ChatGLM-6B
ChatGLM-6B copied to clipboard
Distributed deployment reasoning
Great work! Does it support distributed single-machine multi-card reasoning?
I have a simple try:
import os
import platform
from transformers import AutoTokenizer, AutoModel
tokenizer = AutoTokenizer.from_pretrained("THUDM/chatglm-6b", trust_remote_code=True,cache_dir='/home/sss/ModelWeight')
model = AutoModel.from_pretrained("THUDM/chatglm-6b", trust_remote_code=True,cache_dir='/home/sss/ModelWeight',device_map="auto").half().quantize(8)#.cuda()
model = model.eval()
os_name = platform.system()
history = []
print("欢迎使用 ChatGLM-6B 模型,输入内容即可进行对话,clear 清空对话历史,stop 终止程序")
while True:
query = input("\n用户:")
if query == "stop":
break
if query == "clear":
history = []
command = 'cls' if os_name == 'Windows' else 'clear'
os.system(command)
print("欢迎使用 ChatGLM-6B 模型,输入内容即可进行对话,clear 清空对话历史,stop 终止程序")
continue
response, history = model.chat(tokenizer, query, history=history)
print(f"ChatGLM-6B:{response}")
and get:
Traceback (most recent call last):
File "/home/sss/ChatGLM-6B/cli_demo.py", line 23, in <module>
response, history = model.chat(tokenizer, query, history=history)
File "/home/sss/.conda/envs/ldm/lib/python3.10/site-packages/torch/autograd/grad_mode.py", line 27, in decorate_context
return func(*args, **kwargs)
File "/home/sss/.cache/huggingface/modules/transformers_modules/THUDM/chatglm-6b/c3dece3f011574955ccba53b9224ee9f78dfd54e/modeling_chatglm.py", line 1109, in chat
outputs = self.generate(**input_ids, **gen_kwargs)

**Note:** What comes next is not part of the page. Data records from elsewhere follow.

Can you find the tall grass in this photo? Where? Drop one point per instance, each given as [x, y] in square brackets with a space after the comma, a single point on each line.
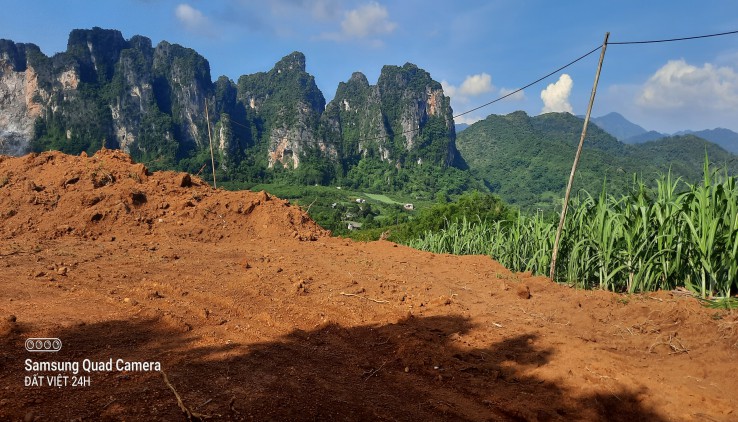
[675, 234]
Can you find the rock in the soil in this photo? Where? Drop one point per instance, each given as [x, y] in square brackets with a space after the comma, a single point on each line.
[523, 291]
[185, 181]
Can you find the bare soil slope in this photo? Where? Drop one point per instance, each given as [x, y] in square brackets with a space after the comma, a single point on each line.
[256, 313]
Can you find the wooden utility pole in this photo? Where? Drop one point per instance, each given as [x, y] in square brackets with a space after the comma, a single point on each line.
[212, 156]
[552, 273]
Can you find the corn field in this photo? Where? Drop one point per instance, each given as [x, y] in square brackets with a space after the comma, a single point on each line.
[651, 239]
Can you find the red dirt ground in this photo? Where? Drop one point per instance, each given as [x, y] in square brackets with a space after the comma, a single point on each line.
[256, 313]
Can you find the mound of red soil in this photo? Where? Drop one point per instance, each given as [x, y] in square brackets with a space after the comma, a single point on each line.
[53, 195]
[253, 312]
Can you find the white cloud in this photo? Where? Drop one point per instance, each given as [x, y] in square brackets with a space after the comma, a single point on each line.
[472, 86]
[467, 119]
[476, 85]
[368, 22]
[517, 96]
[679, 85]
[556, 95]
[193, 19]
[318, 9]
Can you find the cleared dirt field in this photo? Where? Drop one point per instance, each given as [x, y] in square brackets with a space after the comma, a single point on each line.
[256, 313]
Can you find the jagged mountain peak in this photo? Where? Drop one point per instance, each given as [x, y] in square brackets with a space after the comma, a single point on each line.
[294, 61]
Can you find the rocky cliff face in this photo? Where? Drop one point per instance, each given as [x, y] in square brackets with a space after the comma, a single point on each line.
[396, 120]
[20, 97]
[290, 104]
[150, 101]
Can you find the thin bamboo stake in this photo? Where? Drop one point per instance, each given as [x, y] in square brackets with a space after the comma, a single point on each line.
[552, 273]
[212, 156]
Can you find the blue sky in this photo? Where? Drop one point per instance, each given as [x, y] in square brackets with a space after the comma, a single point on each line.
[478, 49]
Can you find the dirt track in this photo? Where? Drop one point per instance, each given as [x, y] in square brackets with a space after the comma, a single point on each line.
[255, 313]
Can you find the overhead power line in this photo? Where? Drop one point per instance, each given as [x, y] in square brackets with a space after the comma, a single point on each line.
[673, 39]
[488, 103]
[548, 75]
[530, 84]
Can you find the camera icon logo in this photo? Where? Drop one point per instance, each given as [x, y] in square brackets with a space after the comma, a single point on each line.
[43, 344]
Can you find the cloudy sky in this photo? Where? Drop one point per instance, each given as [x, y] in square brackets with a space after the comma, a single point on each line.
[479, 50]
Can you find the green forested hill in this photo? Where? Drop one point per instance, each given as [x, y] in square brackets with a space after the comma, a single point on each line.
[527, 160]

File "/home/sss/.conda/envs/ldm/lib/python3.10/site-packages/torch/autograd/grad_mode.py", line 27, in decorate_context
return func(*args, **kwargs)
File "/home/sss/.cache/huggingface/modules/transformers_modules/THUDM/chatglm-6b/c3dece3f011574955ccba53b9224ee9f78dfd54e/modeling_chatglm.py", line 1133, in generate
output_ids = super().generate(**kwargs)
File "/home/sss/.conda/envs/ldm/lib/python3.10/site-packages/torch/autograd/grad_mode.py", line 27, in decorate_context
return func(*args, **kwargs)
File "/home/sss/.conda/envs/ldm/lib/python3.10/site-packages/transformers/generation/utils.py", line 1437, in generate
return self.sample(
File "/home/sss/.conda/envs/ldm/lib/python3.10/site-packages/transformers/generation/utils.py", line 2443, in sample
outputs = self(
File "/home/sss/.conda/envs/ldm/lib/python3.10/site-packages/torch/nn/modules/module.py", line 1130, in _call_impl
return forward_call(*input, **kwargs)
File "/home/sss/.conda/envs/ldm/lib/python3.10/site-packages/accelerate/hooks.py", line 165, in new_forward
output = old_forward(*args, **kwargs)
File "/home/sss/.cache/huggingface/modules/transformers_modules/THUDM/chatglm-6b/c3dece3f011574955ccba53b9224ee9f78dfd54e/modeling_chatglm.py", line 1029, in forward
transformer_outputs = self.transformer(
File "/home/sss/.conda/envs/ldm/lib/python3.10/site-packages/torch/nn/modules/module.py", line 1130, in _call_impl
return forward_call(*input, **kwargs)
File "/home/sss/.cache/huggingface/modules/transformers_modules/THUDM/chatglm-6b/c3dece3f011574955ccba53b9224ee9f78dfd54e/modeling_chatglm.py", line 874, in forward
layer_ret = layer(
File "/home/sss/.conda/envs/ldm/lib/python3.10/site-packages/torch/nn/modules/module.py", line 1130, in _call_impl
return forward_call(*input, **kwargs)
File "/home/sss/.cache/huggingface/modules/transformers_modules/THUDM/chatglm-6b/c3dece3f011574955ccba53b9224ee9f78dfd54e/modeling_chatglm.py", line 573, in forward
attention_outputs = self.attention(
File "/home/sss/.conda/envs/ldm/lib/python3.10/site-packages/torch/nn/modules/module.py", line 1130, in _call_impl
return forward_call(*input, **kwargs)
File "/home/sss/.cache/huggingface/modules/transformers_modules/THUDM/chatglm-6b/c3dece3f011574955ccba53b9224ee9f78dfd54e/modeling_chatglm.py", line 398, in forward
mixed_raw_layer = self.query_key_value(hidden_states)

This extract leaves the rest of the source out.